Eva Nikolova: The Edifice of Memory

Eva Nikolova: The Edifice of Memory examines the entanglement between geography and memory. In emigrating from Bulgaria to the United States, Nikolova recalls confronting the notion of remembrance as essentially inseparable from that of place. Her experimental depictions of buildings and landforms, in their manifestation of instability and transience, reflect a personal narrative of displacement. This solo exhibition presents a selection of works from her most recent series of cliché-verres 21 Fragments of Yesterday and Tomorrow in addition to the standalone piece Tributaries, a set of chemigrams – cameraless gelatin silver photographs created by drawing and painting onto light-sensitive paper.

Eva Nikolova. Untitled I: Fragments of Yesterday and Tomorrow, 2015. Cliché verre–archival pigment print; 22.5 x 26 in. Image courtesy the artist.

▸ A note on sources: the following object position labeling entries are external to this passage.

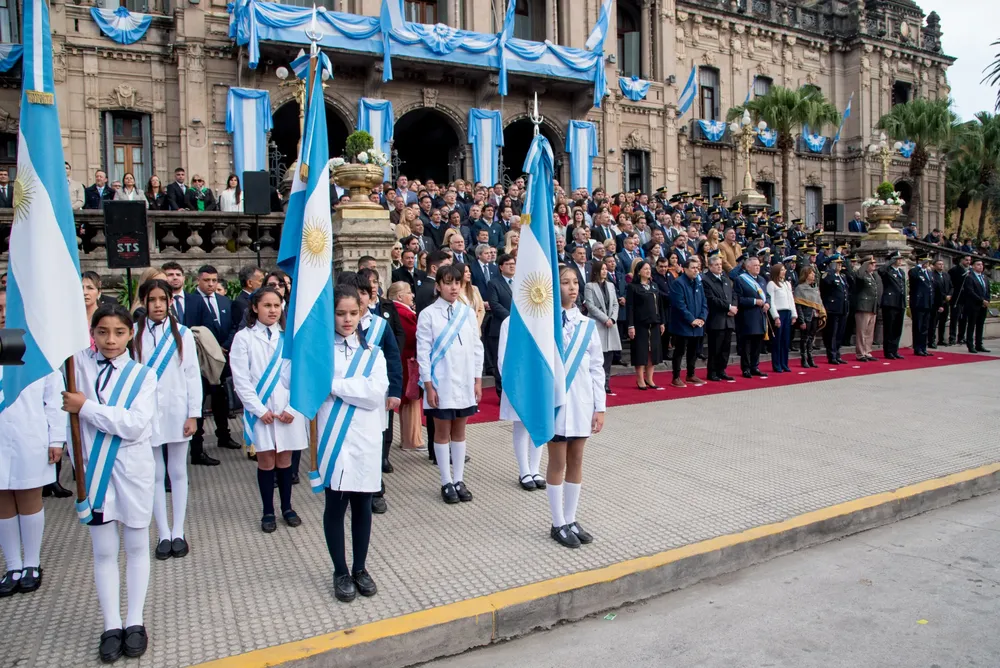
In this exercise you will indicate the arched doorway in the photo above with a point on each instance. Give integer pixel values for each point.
(285, 133)
(517, 139)
(427, 146)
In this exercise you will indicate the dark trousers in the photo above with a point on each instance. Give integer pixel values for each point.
(719, 342)
(921, 328)
(750, 355)
(892, 329)
(361, 528)
(685, 346)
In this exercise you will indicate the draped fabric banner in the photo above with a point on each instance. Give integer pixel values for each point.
(9, 55)
(486, 136)
(120, 24)
(634, 89)
(581, 144)
(376, 118)
(248, 119)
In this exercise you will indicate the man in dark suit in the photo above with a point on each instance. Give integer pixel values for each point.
(722, 308)
(96, 195)
(893, 305)
(976, 303)
(499, 294)
(205, 308)
(921, 303)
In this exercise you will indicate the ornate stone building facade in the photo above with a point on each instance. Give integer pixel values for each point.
(161, 102)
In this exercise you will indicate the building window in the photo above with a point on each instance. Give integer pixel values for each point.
(629, 58)
(708, 90)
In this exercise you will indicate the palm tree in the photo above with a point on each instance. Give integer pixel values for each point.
(929, 125)
(786, 111)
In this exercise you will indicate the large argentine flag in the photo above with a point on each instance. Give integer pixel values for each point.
(534, 378)
(44, 296)
(306, 254)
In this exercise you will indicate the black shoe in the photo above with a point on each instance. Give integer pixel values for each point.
(364, 583)
(464, 495)
(584, 537)
(111, 648)
(163, 550)
(179, 547)
(136, 641)
(565, 536)
(448, 494)
(31, 579)
(8, 585)
(344, 589)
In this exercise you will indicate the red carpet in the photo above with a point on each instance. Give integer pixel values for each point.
(627, 393)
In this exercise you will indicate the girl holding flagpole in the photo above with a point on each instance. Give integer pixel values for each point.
(117, 408)
(169, 350)
(260, 378)
(450, 356)
(581, 415)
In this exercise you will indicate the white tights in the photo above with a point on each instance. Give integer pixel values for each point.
(105, 539)
(177, 468)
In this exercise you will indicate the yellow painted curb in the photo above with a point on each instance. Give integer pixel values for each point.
(489, 604)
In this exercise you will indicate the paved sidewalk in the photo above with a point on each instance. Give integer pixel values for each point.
(661, 476)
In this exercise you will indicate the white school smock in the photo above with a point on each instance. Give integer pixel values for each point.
(28, 428)
(586, 395)
(249, 356)
(178, 390)
(130, 495)
(359, 464)
(461, 366)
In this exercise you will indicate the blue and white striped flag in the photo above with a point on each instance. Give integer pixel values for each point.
(534, 379)
(306, 254)
(690, 91)
(600, 32)
(44, 294)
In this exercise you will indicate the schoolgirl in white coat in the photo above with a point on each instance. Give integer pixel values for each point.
(450, 356)
(270, 425)
(529, 457)
(581, 415)
(349, 459)
(116, 401)
(32, 435)
(169, 350)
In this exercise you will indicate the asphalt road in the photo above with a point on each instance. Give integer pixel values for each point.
(924, 592)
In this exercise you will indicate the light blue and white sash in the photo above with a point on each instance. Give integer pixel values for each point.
(104, 449)
(573, 354)
(338, 423)
(265, 388)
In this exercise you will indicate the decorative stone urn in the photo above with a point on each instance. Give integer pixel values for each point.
(359, 180)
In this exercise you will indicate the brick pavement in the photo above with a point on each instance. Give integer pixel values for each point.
(661, 476)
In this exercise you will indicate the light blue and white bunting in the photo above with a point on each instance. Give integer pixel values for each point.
(535, 379)
(248, 120)
(486, 137)
(121, 25)
(633, 88)
(581, 144)
(306, 254)
(376, 118)
(44, 296)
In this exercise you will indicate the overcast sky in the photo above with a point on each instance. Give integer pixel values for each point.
(969, 26)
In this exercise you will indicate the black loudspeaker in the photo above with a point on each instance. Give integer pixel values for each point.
(833, 218)
(126, 234)
(256, 193)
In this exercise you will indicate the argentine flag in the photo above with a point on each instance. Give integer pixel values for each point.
(44, 296)
(306, 254)
(533, 377)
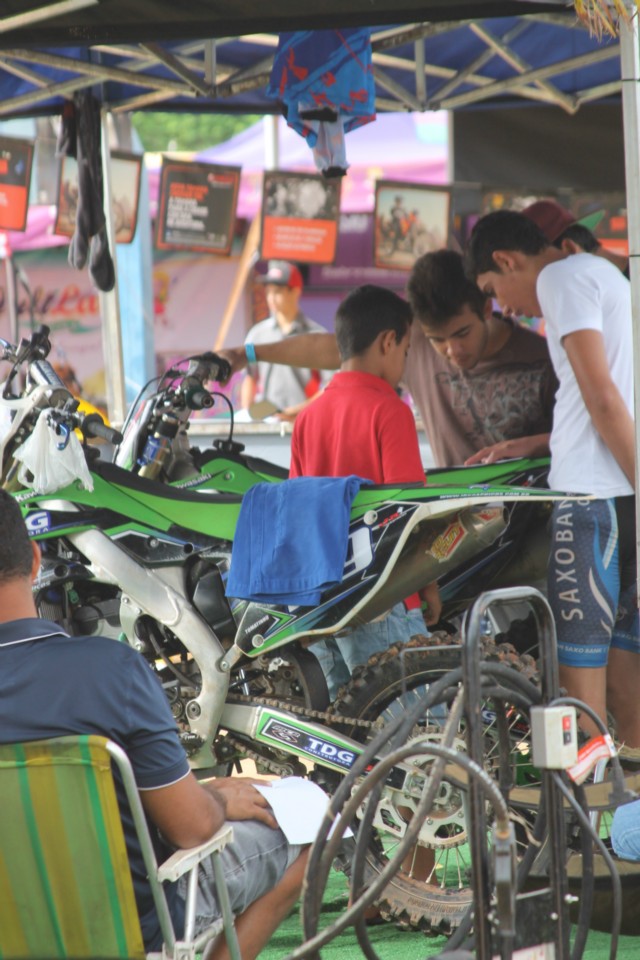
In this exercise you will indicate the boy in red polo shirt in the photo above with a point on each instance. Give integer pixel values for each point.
(360, 426)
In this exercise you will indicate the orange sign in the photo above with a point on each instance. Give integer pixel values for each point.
(300, 213)
(16, 158)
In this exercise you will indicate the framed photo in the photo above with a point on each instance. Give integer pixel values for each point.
(300, 217)
(197, 206)
(16, 160)
(410, 220)
(126, 170)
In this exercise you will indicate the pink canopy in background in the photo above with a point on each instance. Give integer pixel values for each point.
(397, 146)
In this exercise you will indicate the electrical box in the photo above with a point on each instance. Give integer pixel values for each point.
(554, 737)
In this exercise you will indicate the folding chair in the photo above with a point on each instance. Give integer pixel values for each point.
(64, 873)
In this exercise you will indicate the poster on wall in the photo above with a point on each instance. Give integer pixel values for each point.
(16, 159)
(125, 173)
(300, 216)
(410, 220)
(197, 206)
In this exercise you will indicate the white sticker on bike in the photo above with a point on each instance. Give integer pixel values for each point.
(359, 552)
(38, 522)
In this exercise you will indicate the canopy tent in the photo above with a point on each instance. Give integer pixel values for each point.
(427, 54)
(456, 56)
(398, 146)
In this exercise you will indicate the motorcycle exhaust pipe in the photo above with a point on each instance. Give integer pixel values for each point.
(436, 546)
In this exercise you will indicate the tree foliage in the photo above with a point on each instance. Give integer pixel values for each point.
(187, 131)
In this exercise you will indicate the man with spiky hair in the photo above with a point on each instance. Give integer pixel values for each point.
(586, 303)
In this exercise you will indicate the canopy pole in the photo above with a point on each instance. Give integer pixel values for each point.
(247, 259)
(630, 74)
(109, 302)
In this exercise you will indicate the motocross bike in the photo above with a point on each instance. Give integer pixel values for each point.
(156, 445)
(144, 562)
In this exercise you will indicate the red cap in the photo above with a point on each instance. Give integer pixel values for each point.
(553, 219)
(282, 274)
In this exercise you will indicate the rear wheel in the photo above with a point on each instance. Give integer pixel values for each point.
(431, 891)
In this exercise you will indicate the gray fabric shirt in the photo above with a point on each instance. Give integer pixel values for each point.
(283, 385)
(507, 396)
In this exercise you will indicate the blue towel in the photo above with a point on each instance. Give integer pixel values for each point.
(291, 539)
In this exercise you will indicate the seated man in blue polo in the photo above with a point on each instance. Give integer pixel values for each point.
(53, 685)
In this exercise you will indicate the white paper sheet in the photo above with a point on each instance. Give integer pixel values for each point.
(299, 806)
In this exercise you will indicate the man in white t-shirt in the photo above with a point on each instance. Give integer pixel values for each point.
(586, 303)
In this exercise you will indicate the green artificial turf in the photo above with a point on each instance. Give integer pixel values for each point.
(390, 943)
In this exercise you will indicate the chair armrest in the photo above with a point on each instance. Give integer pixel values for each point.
(182, 861)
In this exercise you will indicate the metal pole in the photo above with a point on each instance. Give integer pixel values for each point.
(630, 74)
(109, 303)
(12, 302)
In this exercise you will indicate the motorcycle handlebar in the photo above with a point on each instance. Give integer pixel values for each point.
(44, 375)
(94, 426)
(219, 368)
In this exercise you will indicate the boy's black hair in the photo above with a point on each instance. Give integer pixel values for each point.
(367, 312)
(438, 289)
(16, 555)
(580, 235)
(501, 230)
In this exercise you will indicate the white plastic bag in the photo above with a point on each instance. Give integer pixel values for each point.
(45, 468)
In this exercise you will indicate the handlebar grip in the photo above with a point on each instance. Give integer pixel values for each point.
(223, 370)
(199, 399)
(94, 426)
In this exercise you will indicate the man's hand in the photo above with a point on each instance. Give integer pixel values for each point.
(236, 357)
(242, 800)
(535, 446)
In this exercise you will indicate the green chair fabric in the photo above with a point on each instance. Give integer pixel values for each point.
(65, 883)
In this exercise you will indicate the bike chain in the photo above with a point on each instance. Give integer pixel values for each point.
(305, 712)
(272, 765)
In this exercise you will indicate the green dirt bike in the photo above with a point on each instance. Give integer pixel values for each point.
(146, 563)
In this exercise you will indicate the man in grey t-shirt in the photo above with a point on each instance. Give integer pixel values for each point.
(483, 384)
(288, 388)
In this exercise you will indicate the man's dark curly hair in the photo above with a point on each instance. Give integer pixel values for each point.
(438, 289)
(16, 555)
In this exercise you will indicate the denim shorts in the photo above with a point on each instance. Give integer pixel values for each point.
(340, 655)
(625, 831)
(592, 580)
(254, 863)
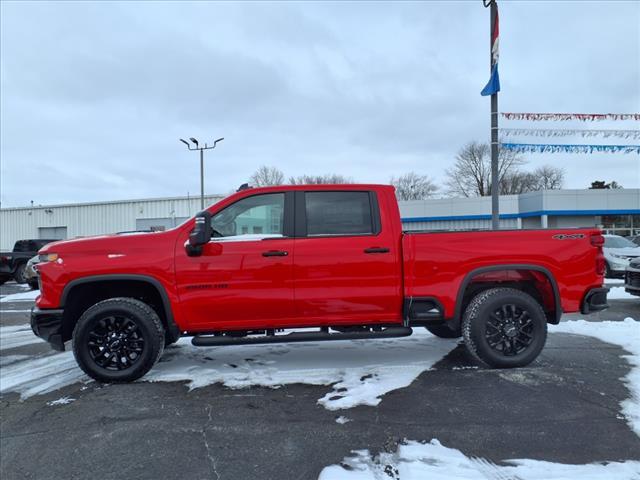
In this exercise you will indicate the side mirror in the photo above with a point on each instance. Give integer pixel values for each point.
(200, 235)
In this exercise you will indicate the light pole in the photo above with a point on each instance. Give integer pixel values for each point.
(202, 149)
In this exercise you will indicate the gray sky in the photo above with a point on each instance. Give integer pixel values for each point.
(96, 94)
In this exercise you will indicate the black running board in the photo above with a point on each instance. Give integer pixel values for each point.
(220, 340)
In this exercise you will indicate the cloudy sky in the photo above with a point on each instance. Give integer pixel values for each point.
(96, 94)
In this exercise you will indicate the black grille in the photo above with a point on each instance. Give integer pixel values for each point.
(633, 279)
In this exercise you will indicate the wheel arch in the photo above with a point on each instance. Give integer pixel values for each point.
(554, 314)
(101, 287)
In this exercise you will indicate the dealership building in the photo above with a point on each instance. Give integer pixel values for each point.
(615, 211)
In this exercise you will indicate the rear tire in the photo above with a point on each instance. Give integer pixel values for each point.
(118, 340)
(18, 275)
(504, 328)
(443, 331)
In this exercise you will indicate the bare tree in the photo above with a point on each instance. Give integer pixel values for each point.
(412, 186)
(549, 177)
(515, 182)
(470, 176)
(330, 178)
(267, 176)
(546, 177)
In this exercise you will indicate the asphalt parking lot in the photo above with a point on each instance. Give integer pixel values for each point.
(563, 408)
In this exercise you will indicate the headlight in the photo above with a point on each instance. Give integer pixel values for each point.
(622, 257)
(48, 257)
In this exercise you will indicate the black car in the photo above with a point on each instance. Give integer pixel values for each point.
(13, 264)
(632, 277)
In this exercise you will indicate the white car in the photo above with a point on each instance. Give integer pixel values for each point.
(618, 252)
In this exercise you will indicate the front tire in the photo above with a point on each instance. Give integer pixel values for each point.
(504, 328)
(18, 275)
(118, 340)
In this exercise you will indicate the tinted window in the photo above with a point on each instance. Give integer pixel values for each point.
(338, 213)
(260, 215)
(618, 242)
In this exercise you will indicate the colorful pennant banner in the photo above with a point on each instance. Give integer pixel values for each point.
(584, 117)
(549, 148)
(549, 132)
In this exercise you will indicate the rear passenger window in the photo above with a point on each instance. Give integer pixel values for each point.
(338, 213)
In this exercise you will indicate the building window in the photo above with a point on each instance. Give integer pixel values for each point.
(623, 225)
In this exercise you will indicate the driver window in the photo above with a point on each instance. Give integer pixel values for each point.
(260, 215)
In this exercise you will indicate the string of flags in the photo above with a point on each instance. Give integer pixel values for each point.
(550, 132)
(563, 117)
(555, 148)
(570, 148)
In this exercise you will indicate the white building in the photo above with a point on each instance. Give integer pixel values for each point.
(617, 211)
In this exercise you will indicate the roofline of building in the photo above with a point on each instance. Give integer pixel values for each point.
(113, 202)
(538, 213)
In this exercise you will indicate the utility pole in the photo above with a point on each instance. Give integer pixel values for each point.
(202, 149)
(495, 193)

Nikolova suggests that “nothing can erase the experience of the past quite like a photograph, which replaces what it purports to preserve.” She insists on drawing from memory in an attempt to capture the subjectivity of a lived experience, employing the cameraless, inkless printmaking technique of cliché-verre. Nikolova sketches a matrix with graphite, white chalk, charcoal, black and white ink, and oil pastel, later transferring the image onto light-sensitive paper to be reworked once again. This matrix, enlarged onto gelatin silver photographic paper and developed in the darkroom, generates the cliché-verre prints. These prints serve as a matrix once more as Nikolova bleach-etches each image to emulsify the metallic chemicals. 

In this complex and time-intensive process, Nikolova physically erodes her prints of forgone cities and landscapes in part to reflect her experience as an immigrant faced with personal discontinuities and the monumental task of remembrance. She recalls “the gelatin-silver emulsion, equally a site of creation and dissolution, became the embodiment of the themes of the work – the nature of transformation and the interchangeability of construction and destruction within the unstable and fragmentary edifice of memory itself.”